Vous reprendrez bien une louche de politique spectacle ? Au lendemain de l'élection historique de Barack Obama, dont la coalition hollywoodienne et l'incroyable liesse populaire qui a salué son succès doivent faire baver Nicolas Sarkozy, l'imitateur Yves Lecoq vous ressert volontiers.
Au menu de son nouveau spectacle, qui investit le Cirque d'hiver jusqu'au 15 novembre, le très élégant humoriste jette en pâture dans l'arène les immanquables du moment : Nicolas et Carlita, Obama, François Fillon, Alain Delon sont quelques-unes des têtes d'affiche de son répertoire vocal, fort de plus de 150 voix parlées ou chantées.
La voix "reconnaissable" du show satirique salvateur Les Guignols de l'Info, qu'il anime depuis vingt ans déjà, et dont les impostures PPDesque et chiraquienne sont devenues de véritables institutions, revient donc dans un 2008 après Jacques Chirac écrit à quatre mains avec son compère de longue date, l'académicien Jean-Loup Dabadie.
Alors que toute la Gaule est occupée par Sarkozyx — selon d'autres experts de la satire corrosive —, Yves Lecoq, qui sacre Alain Delon "César à vie", se réserve la primeur de l'imitation de Carla Bruni, "première dame de France qui chante ailleurs qu'à la messe" : dans l'imitation inédite de l'humoriste, Carlita viendra présenter son dernier succès, "Bling-Bling", un titre dont "les ultra-sons plaisent aux dauphins". "Le soir, je lis Saint-Exupéry à mon saint exubérant", nous raconte-t-elle encore… C'est presque trop vrai !
Au rayon de l'infantilisation du Président, Lecoq envoie Sarkozy petit garçon à L'Ecole des Fans, où il lâche à Jacques Martin : "Je suis venu tout seul, mais je repartirais bien avec ta femme".
Mais attention, si Nicolas claquera également la porte de ses obligations pour filer, toutes affaires cessantes, aider son poto Christian Clavier "qui a ses quatre pneus crevés", n'allez pas croire à la fixette sauvage et à la sarkozydose aigue : François Fillon, transformé en dealer d'anti-dépresseurs et Ségolène Royal coachée par Chantal Goya, feront un joli cirque, à l'instar de Zinedine Zidane ou Julien Doré, entre autres.
Assisté de ses Coquettes (ses quatre danseuses) et accompagné par cinq musiciens, le roi de l'irrévérence classieuse nous donnera également des nouvelles de Jacques Chirac (son alter ego depuis 30 ans…), retraité abonné aux soupes populaires dans les Guignols, qui s'adonne à un régime bière-pantoufles seulement contrarié par la présence pénible de Maman (Bernadette) et par la crise qui le touche de plein fouet ("j'vous avais prévenus") : dans le spectacle, c'est en retraité établi au Maroc qu'on le retrouvera, affublé d'une belle djellaba.

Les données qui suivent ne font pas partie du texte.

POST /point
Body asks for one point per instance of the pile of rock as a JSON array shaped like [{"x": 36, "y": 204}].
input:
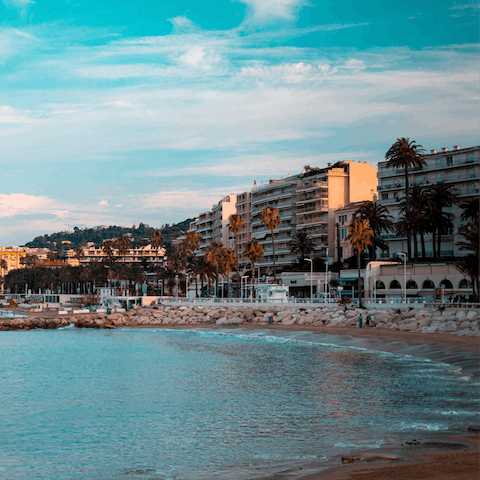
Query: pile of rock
[{"x": 452, "y": 321}]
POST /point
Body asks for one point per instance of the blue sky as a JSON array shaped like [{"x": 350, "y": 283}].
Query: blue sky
[{"x": 126, "y": 112}]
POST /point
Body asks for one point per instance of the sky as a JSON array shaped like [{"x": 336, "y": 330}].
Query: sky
[{"x": 121, "y": 112}]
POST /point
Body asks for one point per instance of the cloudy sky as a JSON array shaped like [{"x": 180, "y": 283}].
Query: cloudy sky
[{"x": 121, "y": 112}]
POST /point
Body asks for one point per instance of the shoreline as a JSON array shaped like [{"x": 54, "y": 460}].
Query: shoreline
[{"x": 461, "y": 351}]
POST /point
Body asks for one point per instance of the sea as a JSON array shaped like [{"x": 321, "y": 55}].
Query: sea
[{"x": 226, "y": 404}]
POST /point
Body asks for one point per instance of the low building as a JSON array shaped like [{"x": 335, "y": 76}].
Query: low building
[{"x": 427, "y": 282}]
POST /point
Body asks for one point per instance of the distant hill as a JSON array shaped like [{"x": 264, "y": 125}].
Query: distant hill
[{"x": 81, "y": 236}]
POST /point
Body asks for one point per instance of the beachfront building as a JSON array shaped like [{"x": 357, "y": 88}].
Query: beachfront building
[
  {"x": 320, "y": 192},
  {"x": 459, "y": 167},
  {"x": 343, "y": 218},
  {"x": 389, "y": 281},
  {"x": 213, "y": 224},
  {"x": 281, "y": 194},
  {"x": 245, "y": 235},
  {"x": 91, "y": 253}
]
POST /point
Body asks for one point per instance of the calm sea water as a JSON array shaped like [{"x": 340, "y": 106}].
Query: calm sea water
[{"x": 209, "y": 404}]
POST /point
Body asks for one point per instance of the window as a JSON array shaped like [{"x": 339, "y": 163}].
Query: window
[
  {"x": 412, "y": 285},
  {"x": 446, "y": 284},
  {"x": 395, "y": 285},
  {"x": 428, "y": 285}
]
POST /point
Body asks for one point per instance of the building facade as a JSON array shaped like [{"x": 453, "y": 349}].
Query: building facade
[{"x": 457, "y": 167}]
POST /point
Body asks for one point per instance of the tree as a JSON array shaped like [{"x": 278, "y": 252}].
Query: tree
[
  {"x": 156, "y": 241},
  {"x": 108, "y": 249},
  {"x": 235, "y": 227},
  {"x": 123, "y": 245},
  {"x": 254, "y": 252},
  {"x": 360, "y": 236},
  {"x": 405, "y": 154},
  {"x": 214, "y": 255},
  {"x": 470, "y": 265},
  {"x": 379, "y": 220},
  {"x": 441, "y": 196},
  {"x": 271, "y": 220},
  {"x": 302, "y": 244}
]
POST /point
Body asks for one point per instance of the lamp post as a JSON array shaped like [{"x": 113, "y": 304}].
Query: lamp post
[
  {"x": 311, "y": 278},
  {"x": 404, "y": 275},
  {"x": 241, "y": 284}
]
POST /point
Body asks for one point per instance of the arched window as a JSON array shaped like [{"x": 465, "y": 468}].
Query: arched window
[
  {"x": 412, "y": 284},
  {"x": 464, "y": 284},
  {"x": 428, "y": 285},
  {"x": 446, "y": 283},
  {"x": 395, "y": 285}
]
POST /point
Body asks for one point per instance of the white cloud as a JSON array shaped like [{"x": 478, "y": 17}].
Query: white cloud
[
  {"x": 12, "y": 115},
  {"x": 18, "y": 3},
  {"x": 263, "y": 9},
  {"x": 22, "y": 204}
]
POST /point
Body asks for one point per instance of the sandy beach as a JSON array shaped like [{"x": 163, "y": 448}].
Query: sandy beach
[{"x": 461, "y": 461}]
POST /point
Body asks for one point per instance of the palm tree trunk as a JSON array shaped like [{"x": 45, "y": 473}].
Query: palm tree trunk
[
  {"x": 359, "y": 280},
  {"x": 274, "y": 267},
  {"x": 236, "y": 263},
  {"x": 422, "y": 242}
]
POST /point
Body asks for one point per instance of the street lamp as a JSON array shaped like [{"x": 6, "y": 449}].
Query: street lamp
[
  {"x": 404, "y": 275},
  {"x": 311, "y": 278},
  {"x": 241, "y": 286}
]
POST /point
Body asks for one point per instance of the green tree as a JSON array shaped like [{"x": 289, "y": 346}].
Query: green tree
[
  {"x": 379, "y": 220},
  {"x": 271, "y": 220},
  {"x": 254, "y": 252},
  {"x": 441, "y": 196},
  {"x": 405, "y": 154},
  {"x": 156, "y": 241},
  {"x": 214, "y": 255},
  {"x": 236, "y": 226},
  {"x": 360, "y": 236},
  {"x": 302, "y": 244}
]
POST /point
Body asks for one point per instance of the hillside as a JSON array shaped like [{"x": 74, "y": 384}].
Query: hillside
[{"x": 81, "y": 236}]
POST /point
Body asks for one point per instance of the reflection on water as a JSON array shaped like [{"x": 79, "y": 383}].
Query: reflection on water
[{"x": 160, "y": 404}]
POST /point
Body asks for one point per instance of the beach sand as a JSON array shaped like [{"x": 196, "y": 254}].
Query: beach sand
[{"x": 420, "y": 463}]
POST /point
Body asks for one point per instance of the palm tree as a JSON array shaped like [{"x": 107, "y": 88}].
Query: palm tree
[
  {"x": 379, "y": 221},
  {"x": 108, "y": 249},
  {"x": 405, "y": 154},
  {"x": 471, "y": 209},
  {"x": 408, "y": 226},
  {"x": 271, "y": 220},
  {"x": 254, "y": 252},
  {"x": 214, "y": 257},
  {"x": 302, "y": 244},
  {"x": 360, "y": 236},
  {"x": 156, "y": 241},
  {"x": 470, "y": 265},
  {"x": 441, "y": 196},
  {"x": 123, "y": 245},
  {"x": 235, "y": 226}
]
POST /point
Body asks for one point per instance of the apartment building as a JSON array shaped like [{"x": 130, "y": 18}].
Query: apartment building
[
  {"x": 213, "y": 225},
  {"x": 322, "y": 191},
  {"x": 243, "y": 210},
  {"x": 458, "y": 167},
  {"x": 281, "y": 194},
  {"x": 92, "y": 253},
  {"x": 343, "y": 217}
]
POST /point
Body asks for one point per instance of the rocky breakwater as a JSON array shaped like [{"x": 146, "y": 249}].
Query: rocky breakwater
[{"x": 451, "y": 321}]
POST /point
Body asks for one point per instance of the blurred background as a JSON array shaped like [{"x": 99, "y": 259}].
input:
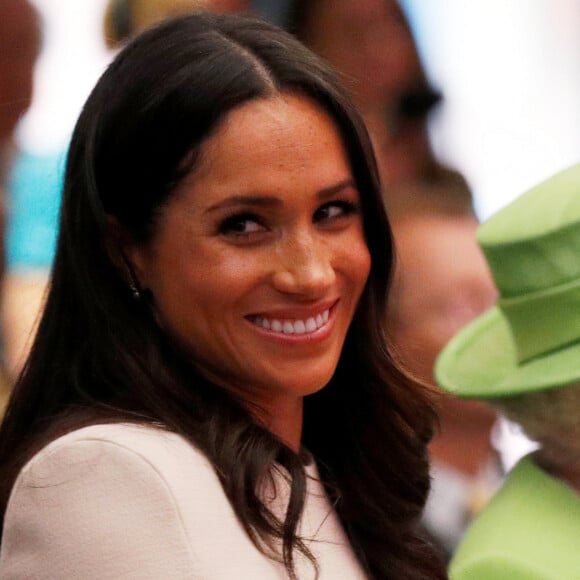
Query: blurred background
[{"x": 508, "y": 70}]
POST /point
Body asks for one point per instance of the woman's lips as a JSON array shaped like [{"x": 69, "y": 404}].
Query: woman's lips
[
  {"x": 293, "y": 326},
  {"x": 285, "y": 325}
]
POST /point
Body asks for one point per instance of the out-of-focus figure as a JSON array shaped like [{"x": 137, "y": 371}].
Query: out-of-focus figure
[{"x": 523, "y": 357}]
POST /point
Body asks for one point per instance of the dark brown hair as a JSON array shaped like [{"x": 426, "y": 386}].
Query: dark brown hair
[{"x": 100, "y": 356}]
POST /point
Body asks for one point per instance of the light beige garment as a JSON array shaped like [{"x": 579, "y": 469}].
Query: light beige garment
[{"x": 131, "y": 502}]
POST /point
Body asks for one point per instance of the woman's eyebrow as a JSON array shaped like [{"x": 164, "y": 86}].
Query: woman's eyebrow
[
  {"x": 273, "y": 201},
  {"x": 237, "y": 200}
]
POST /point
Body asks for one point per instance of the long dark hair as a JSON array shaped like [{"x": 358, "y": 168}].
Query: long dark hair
[{"x": 99, "y": 356}]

Jacquot au naturel, quoi.
Enfin, actu oblige, Yves Lecoq accueille au nombre de ses nouvelles victimes le 44e président des Etats-Unis Barack Obama, pour une formidable imitation… en version française, la classe. On ne vous dira rien, sauf que son duel avec John McCain est arbitré par Michael Jackson et son hit Black or White.
Enfin, la politique spectacle redevient franchement marrante. Merci, Yves.